Date center power savings and crazy infrastructure design.

I’ve just been reading about how saving power can cause more problems for your data center. It’s not saving power that’s the problem, it’s making boneheaded infrastructure choices.

First, let’s talk about the data center power saving techniques mentioned here. Many modern servers come equipped with the capability to reduce CPU clock speeds or shut down CPU cores when demand is low, server fans can reduce speed, hard drives can spin down, all reducing the demand for power.

Now, the article claims that increased load from increased demand on the energy saving servers can overload breakers and temperature hotspots. That’s true but only if you under design the facility infrastructure based on minimum loads.

Under designing power and cooling capacity is most always a bad gamble. If you design your power assuming you’ll only ever have 50% of the servers running at full power consumption, don’t look shocked when that suddenly spikes to 75% and the overloaded infrastructure dumps it all in a heap.
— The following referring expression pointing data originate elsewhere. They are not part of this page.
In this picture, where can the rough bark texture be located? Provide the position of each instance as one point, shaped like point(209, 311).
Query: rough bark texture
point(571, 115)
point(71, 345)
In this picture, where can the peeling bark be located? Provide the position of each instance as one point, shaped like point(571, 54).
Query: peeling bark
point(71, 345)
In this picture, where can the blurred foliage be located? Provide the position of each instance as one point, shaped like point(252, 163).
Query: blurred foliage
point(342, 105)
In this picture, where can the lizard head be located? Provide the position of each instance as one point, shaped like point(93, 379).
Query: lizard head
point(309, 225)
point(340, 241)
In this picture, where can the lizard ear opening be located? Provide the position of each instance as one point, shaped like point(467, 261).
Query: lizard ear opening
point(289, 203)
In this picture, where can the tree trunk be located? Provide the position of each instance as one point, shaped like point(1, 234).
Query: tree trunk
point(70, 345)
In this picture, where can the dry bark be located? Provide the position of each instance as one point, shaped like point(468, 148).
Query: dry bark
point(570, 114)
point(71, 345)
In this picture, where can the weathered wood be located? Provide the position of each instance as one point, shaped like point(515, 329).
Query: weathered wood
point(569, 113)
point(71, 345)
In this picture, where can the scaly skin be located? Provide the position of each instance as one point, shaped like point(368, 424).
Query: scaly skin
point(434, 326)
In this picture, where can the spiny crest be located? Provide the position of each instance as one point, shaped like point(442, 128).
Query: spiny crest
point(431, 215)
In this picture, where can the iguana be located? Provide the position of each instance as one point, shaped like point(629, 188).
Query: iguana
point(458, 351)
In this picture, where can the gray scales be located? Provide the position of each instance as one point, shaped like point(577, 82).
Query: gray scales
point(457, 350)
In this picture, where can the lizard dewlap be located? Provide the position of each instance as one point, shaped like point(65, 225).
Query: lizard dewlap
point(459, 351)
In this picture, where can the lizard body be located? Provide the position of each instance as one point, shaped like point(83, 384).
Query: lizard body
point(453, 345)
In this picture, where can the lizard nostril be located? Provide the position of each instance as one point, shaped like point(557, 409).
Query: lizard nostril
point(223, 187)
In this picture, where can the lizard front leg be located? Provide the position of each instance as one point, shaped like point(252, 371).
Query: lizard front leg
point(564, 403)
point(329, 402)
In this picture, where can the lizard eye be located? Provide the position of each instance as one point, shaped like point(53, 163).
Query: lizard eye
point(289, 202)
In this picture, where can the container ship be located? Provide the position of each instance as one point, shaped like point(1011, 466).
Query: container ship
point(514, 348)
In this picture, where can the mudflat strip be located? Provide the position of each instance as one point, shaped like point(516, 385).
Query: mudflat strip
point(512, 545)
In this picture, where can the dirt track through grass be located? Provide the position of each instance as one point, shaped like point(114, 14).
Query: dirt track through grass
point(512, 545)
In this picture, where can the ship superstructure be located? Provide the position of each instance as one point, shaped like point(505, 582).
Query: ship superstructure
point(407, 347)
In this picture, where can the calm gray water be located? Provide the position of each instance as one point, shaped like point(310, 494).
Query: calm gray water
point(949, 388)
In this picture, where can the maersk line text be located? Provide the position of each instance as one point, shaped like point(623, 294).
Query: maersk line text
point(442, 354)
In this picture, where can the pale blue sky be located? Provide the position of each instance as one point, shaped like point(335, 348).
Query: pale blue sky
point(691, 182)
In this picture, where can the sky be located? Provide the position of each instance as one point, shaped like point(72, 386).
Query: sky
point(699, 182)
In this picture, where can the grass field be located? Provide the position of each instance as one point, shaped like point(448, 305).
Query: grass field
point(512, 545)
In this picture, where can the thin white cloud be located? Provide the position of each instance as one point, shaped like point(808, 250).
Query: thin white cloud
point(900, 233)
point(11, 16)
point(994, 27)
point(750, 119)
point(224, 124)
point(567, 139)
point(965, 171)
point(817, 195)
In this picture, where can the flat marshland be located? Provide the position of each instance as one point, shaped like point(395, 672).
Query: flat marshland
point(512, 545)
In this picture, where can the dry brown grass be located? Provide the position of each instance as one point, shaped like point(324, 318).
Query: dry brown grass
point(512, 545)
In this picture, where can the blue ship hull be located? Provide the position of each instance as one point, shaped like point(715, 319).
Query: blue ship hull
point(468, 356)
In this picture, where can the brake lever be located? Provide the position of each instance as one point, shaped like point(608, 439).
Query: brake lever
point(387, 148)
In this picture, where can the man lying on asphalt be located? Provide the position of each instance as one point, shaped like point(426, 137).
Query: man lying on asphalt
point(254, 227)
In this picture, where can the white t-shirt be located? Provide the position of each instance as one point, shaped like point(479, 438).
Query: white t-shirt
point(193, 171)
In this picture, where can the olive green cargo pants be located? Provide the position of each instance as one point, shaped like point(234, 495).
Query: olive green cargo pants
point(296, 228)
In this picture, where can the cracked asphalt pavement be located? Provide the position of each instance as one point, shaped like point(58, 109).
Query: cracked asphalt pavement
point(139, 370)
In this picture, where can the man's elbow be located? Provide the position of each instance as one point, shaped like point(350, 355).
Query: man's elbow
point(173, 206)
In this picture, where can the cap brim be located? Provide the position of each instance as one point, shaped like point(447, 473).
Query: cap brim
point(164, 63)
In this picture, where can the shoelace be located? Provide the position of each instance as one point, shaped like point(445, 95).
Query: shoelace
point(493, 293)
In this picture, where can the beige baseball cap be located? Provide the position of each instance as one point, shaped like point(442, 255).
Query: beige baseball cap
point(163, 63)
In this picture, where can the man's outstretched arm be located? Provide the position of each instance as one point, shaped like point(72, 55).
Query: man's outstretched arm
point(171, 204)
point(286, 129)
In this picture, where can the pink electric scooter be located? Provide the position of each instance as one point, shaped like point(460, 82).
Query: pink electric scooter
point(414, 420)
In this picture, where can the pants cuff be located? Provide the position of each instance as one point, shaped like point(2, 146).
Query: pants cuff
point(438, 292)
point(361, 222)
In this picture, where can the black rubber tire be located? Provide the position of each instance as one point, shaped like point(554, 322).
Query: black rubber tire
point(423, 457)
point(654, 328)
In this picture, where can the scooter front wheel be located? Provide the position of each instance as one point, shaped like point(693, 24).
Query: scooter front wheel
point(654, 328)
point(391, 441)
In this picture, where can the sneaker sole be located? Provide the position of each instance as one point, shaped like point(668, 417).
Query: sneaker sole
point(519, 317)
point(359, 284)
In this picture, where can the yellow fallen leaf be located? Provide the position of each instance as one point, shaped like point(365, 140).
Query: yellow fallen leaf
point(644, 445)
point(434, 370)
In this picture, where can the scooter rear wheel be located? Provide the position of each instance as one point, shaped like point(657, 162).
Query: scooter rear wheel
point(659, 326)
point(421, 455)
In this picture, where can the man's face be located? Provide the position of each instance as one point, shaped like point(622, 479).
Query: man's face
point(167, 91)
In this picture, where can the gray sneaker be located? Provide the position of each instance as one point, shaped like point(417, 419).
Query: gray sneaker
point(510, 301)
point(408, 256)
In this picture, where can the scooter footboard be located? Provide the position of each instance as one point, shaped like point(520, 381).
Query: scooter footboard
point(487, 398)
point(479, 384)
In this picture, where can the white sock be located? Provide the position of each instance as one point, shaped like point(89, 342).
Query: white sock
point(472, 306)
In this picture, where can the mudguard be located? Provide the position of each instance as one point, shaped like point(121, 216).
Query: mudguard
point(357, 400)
If there’s only a 5% chance of this happening, are the cost savings worth the consequences? How about 4%? 3%? It’s a dangerous game and it’s not a question of if, it’s a question of when it’s going to bite you.

I can’t imagine anyone trying to design the capacity of their power or cooling infrastructure based on assumptions about what the dynamic power saving features of the servers is doing. Any significant saving in infrastructure from this is going to make the data center highly vulnerable to spike overloads, with the ensuing chaos.

This is a perfect storm scenario for cascading failures (I’ve written about these before). One failure triggers another and another until everything ends up down hard.

The only safe way to equip power and cooling capacity is based on maximum load (with some elbow room for safety and expansion). You’re still getting the power saving benefits of the servers and you don’t have to worry about whether some unexpected spike in demand is going to come along and cause you to fail catastrophically.

Don’t roll the dice with your data center power and cooling capacity, it’s a bad bet every time.